Unfortunately, “in 2013, Meehan revoked her pledge to the St. John’s Foundation after the ouster of the hospital’s top executives and the proposed sale of the nonprofit Catholic hospital,” says the Times report. When Meehan died last year, the Foundation contacted Meehan’s representatives to seek fulfillment of the pledge. When they refused to pay, “the Foundation sued the executors of her estate for breach of contract for $5 million.”

Let’s look at three of the obvious questions this case raises:

1. Can a nonprofit organization sue a donor?

The answer to this question is simple: Yes. The St. John’s Foundation has already done just that. Pledges, whether verbal or written, are contracts that can be enforced under the rules of contract law.

2. Can the Foundation win its lawsuit?

To answer this question, we would need more information. For example, we do not know the complete and precise language of the estate pledge commitment. The commitment might have been conditional allowing Meehan to change her mind if certain conditions were not met. Or, the commitment might have been ironclad without any provision for altering its terms. Undoubtedly, this will be one of the key issues decided by the Los Angeles County Superior Court.

3. Should a charity sue one of its donors?

This is the most challenging question. Clearly, the St. John’s Foundation believes it should. However, just because a charity can sue a donor does not necessarily mean it should.

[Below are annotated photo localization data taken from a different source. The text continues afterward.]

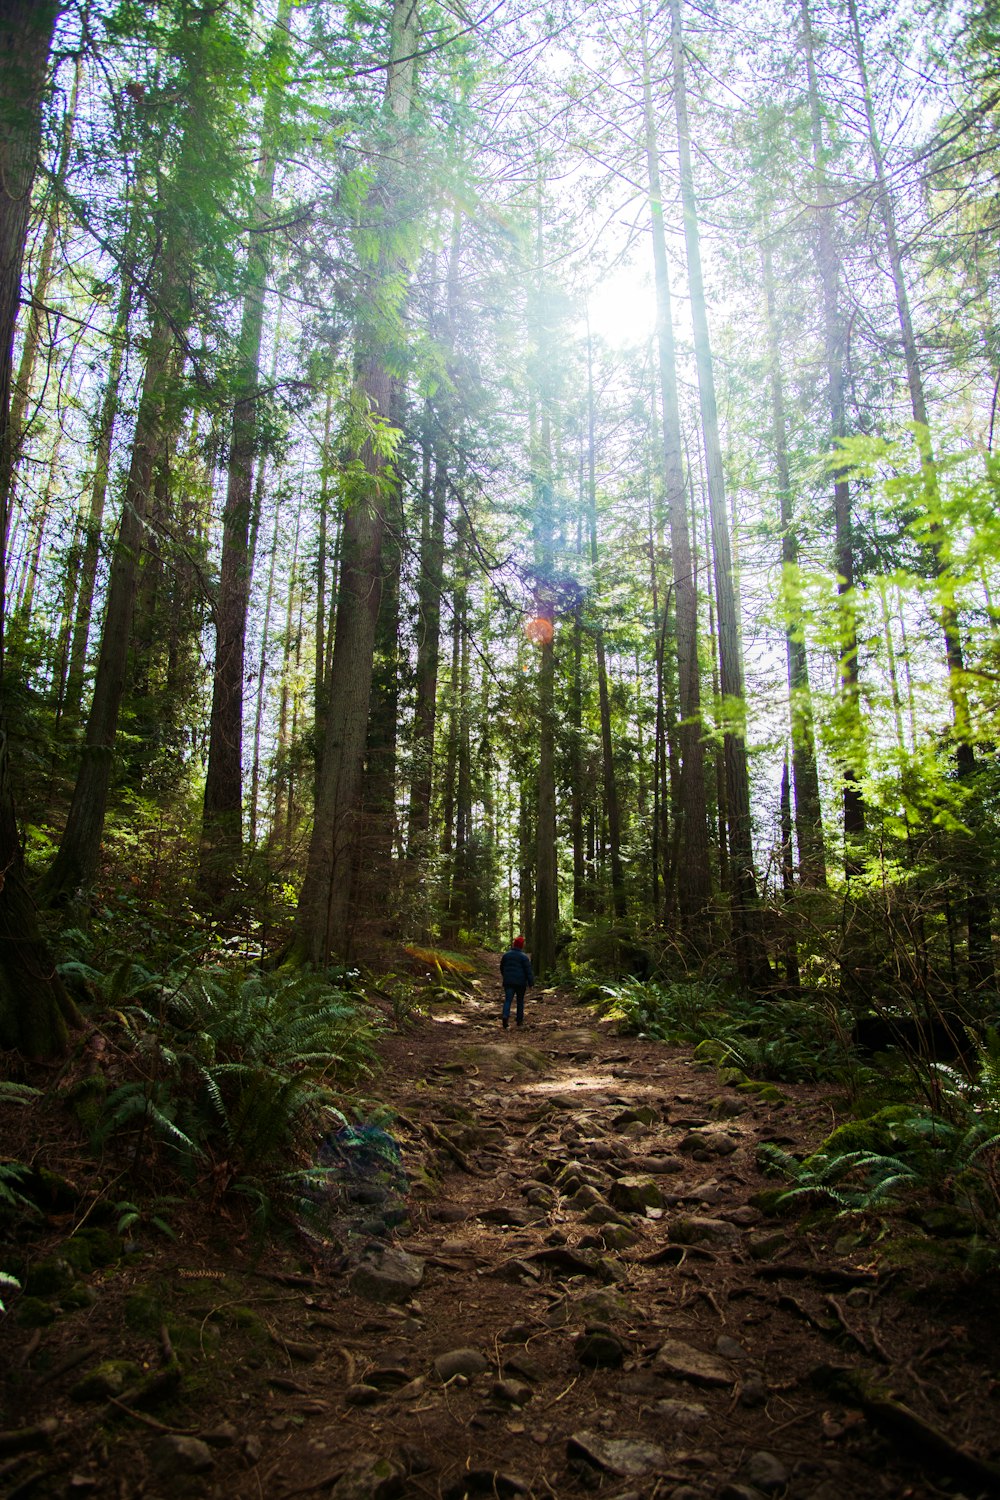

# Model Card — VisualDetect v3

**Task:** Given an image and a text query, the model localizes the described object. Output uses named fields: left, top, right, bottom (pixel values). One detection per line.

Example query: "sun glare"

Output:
left=586, top=261, right=655, bottom=348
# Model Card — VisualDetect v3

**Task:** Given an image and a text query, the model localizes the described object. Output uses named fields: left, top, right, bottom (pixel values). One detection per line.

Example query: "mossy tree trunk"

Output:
left=0, top=0, right=80, bottom=1054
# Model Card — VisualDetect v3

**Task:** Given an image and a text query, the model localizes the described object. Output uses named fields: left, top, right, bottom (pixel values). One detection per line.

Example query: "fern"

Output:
left=0, top=1082, right=41, bottom=1106
left=0, top=1270, right=20, bottom=1314
left=0, top=1161, right=35, bottom=1214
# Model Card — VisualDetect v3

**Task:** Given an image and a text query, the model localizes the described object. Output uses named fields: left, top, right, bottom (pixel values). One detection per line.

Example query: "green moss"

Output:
left=24, top=1258, right=75, bottom=1296
left=209, top=1304, right=267, bottom=1341
left=16, top=1297, right=59, bottom=1326
left=814, top=1105, right=914, bottom=1159
left=64, top=1226, right=120, bottom=1273
left=70, top=1359, right=142, bottom=1402
left=60, top=1284, right=98, bottom=1310
left=65, top=1075, right=107, bottom=1135
left=737, top=1080, right=788, bottom=1104
left=125, top=1287, right=164, bottom=1332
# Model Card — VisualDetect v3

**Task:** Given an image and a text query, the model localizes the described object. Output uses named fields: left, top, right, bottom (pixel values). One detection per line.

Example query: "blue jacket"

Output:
left=500, top=947, right=534, bottom=987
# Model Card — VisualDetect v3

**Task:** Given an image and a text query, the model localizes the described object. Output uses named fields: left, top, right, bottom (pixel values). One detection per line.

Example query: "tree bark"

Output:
left=0, top=0, right=80, bottom=1053
left=200, top=0, right=293, bottom=899
left=760, top=233, right=826, bottom=888
left=670, top=0, right=770, bottom=988
left=290, top=0, right=420, bottom=965
left=639, top=0, right=712, bottom=933
left=800, top=0, right=865, bottom=863
left=586, top=323, right=625, bottom=921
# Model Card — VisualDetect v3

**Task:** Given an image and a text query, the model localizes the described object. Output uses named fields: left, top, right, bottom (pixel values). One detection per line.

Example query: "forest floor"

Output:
left=3, top=975, right=1000, bottom=1500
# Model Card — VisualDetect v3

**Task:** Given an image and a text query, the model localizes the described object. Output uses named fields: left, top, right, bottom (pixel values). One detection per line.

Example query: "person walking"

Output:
left=500, top=935, right=534, bottom=1029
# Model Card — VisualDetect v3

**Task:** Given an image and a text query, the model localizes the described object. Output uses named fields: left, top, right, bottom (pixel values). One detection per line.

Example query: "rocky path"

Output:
left=6, top=983, right=997, bottom=1499
left=244, top=985, right=997, bottom=1500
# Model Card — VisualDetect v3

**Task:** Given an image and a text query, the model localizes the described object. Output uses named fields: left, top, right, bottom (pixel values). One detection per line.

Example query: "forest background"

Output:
left=1, top=0, right=1000, bottom=1244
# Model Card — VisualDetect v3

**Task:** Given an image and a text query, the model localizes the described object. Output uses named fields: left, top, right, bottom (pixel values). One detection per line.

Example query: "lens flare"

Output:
left=524, top=616, right=554, bottom=645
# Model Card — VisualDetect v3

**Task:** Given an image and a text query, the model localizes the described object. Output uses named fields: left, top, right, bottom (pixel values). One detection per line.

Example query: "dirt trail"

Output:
left=5, top=983, right=997, bottom=1499
left=244, top=984, right=997, bottom=1500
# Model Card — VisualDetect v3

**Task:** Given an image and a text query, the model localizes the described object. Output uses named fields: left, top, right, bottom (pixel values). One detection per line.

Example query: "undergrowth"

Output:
left=588, top=976, right=852, bottom=1083
left=56, top=945, right=382, bottom=1231
left=589, top=975, right=1000, bottom=1265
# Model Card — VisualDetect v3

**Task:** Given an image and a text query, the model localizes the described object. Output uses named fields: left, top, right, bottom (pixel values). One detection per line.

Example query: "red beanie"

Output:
left=513, top=935, right=525, bottom=948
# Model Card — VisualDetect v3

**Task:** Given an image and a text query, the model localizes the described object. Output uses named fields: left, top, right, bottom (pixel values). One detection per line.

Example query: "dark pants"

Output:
left=502, top=985, right=526, bottom=1025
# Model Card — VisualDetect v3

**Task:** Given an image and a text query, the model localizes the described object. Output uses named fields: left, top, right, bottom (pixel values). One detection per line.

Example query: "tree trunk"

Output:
left=200, top=0, right=292, bottom=900
left=407, top=220, right=460, bottom=858
left=0, top=0, right=81, bottom=1053
left=3, top=47, right=79, bottom=552
left=760, top=233, right=826, bottom=888
left=800, top=0, right=865, bottom=863
left=586, top=324, right=625, bottom=921
left=38, top=295, right=178, bottom=906
left=290, top=0, right=420, bottom=966
left=670, top=0, right=770, bottom=988
left=63, top=264, right=133, bottom=722
left=639, top=0, right=711, bottom=933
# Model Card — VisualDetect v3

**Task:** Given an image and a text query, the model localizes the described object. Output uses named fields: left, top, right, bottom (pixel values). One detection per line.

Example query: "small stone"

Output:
left=608, top=1175, right=665, bottom=1214
left=490, top=1258, right=542, bottom=1284
left=329, top=1455, right=405, bottom=1499
left=686, top=1180, right=726, bottom=1204
left=442, top=1470, right=529, bottom=1497
left=747, top=1231, right=788, bottom=1262
left=716, top=1336, right=749, bottom=1362
left=600, top=1224, right=637, bottom=1250
left=434, top=1347, right=489, bottom=1381
left=632, top=1153, right=685, bottom=1174
left=654, top=1338, right=732, bottom=1386
left=710, top=1093, right=749, bottom=1118
left=395, top=1376, right=426, bottom=1400
left=350, top=1247, right=424, bottom=1304
left=575, top=1330, right=626, bottom=1368
left=525, top=1186, right=557, bottom=1210
left=366, top=1365, right=413, bottom=1390
left=479, top=1205, right=534, bottom=1228
left=499, top=1323, right=535, bottom=1343
left=743, top=1451, right=788, bottom=1494
left=653, top=1398, right=708, bottom=1430
left=200, top=1423, right=239, bottom=1447
left=151, top=1434, right=215, bottom=1478
left=567, top=1431, right=668, bottom=1478
left=612, top=1106, right=660, bottom=1128
left=571, top=1183, right=611, bottom=1211
left=678, top=1131, right=738, bottom=1157
left=243, top=1435, right=263, bottom=1464
left=669, top=1215, right=740, bottom=1246
left=583, top=1202, right=625, bottom=1225
left=345, top=1384, right=385, bottom=1406
left=726, top=1205, right=763, bottom=1227
left=740, top=1374, right=767, bottom=1408
left=493, top=1378, right=532, bottom=1405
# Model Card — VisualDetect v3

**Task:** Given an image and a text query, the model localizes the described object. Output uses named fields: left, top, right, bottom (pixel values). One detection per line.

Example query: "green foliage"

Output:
left=70, top=957, right=380, bottom=1221
left=0, top=1271, right=20, bottom=1316
left=115, top=1198, right=180, bottom=1240
left=757, top=1103, right=1000, bottom=1233
left=592, top=977, right=851, bottom=1083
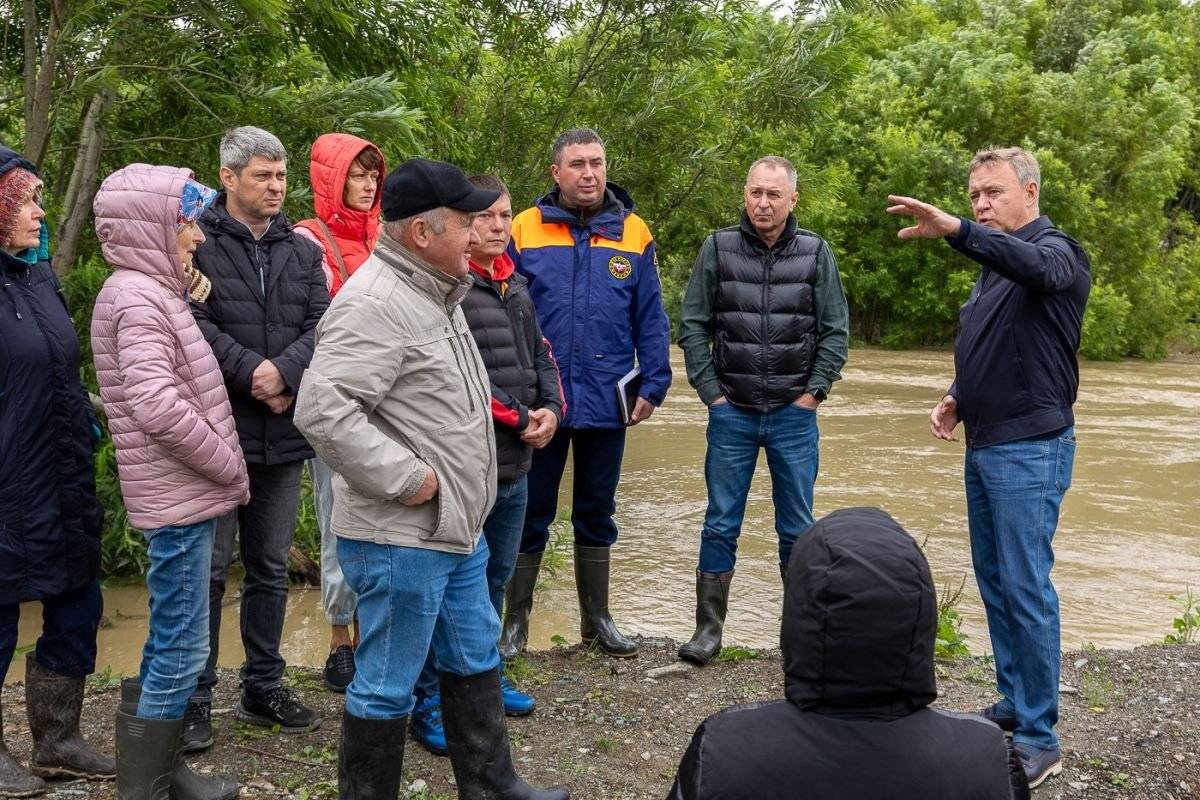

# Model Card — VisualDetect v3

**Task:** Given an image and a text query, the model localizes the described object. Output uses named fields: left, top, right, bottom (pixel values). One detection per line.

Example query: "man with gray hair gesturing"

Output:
left=888, top=146, right=1091, bottom=790
left=295, top=158, right=569, bottom=800
left=676, top=155, right=849, bottom=666
left=186, top=125, right=327, bottom=746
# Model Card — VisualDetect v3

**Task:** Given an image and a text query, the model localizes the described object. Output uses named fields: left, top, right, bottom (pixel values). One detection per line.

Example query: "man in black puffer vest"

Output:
left=667, top=507, right=1030, bottom=800
left=185, top=126, right=328, bottom=746
left=408, top=174, right=565, bottom=755
left=676, top=156, right=849, bottom=665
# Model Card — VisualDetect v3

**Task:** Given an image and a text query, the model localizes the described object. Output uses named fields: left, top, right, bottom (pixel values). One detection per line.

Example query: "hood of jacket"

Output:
left=93, top=164, right=194, bottom=291
left=782, top=507, right=937, bottom=718
left=308, top=133, right=384, bottom=245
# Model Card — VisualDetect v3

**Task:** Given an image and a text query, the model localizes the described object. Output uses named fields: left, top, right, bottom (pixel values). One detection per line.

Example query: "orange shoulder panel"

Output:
left=511, top=207, right=574, bottom=253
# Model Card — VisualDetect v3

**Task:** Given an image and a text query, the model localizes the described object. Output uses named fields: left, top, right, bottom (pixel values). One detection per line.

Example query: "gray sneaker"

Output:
left=1014, top=742, right=1062, bottom=789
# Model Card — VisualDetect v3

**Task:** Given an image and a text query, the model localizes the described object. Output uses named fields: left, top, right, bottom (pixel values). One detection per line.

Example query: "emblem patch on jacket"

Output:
left=608, top=255, right=633, bottom=280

Filing a lawsuit against a donor could dissuade others from making a pledge commitment or giving at all.

“‘From a practical or public relations perspective, I couldn’t imagine a worse strategy,’ said Doug White, director of the master’s in fundraising management program at Columbia University. ‘This is not the way an organization should behave with a donor. It sends a very bad message,’” reports the Times.

On the other hand, Howie Pearson, a Stanford University attorney and professor of estate planning at its law school, told the Times, “The charity is caught: On the one hand, you want to be donor friendly; on the other hand, the charity does have a fiduciary obligation to protect its assets.”

The St. John’s Foundation lawsuit isn’t just a messy situation for that particular organization. The public relations fallout from it could affect other charities working with philanthropists who might get cold feet as a result.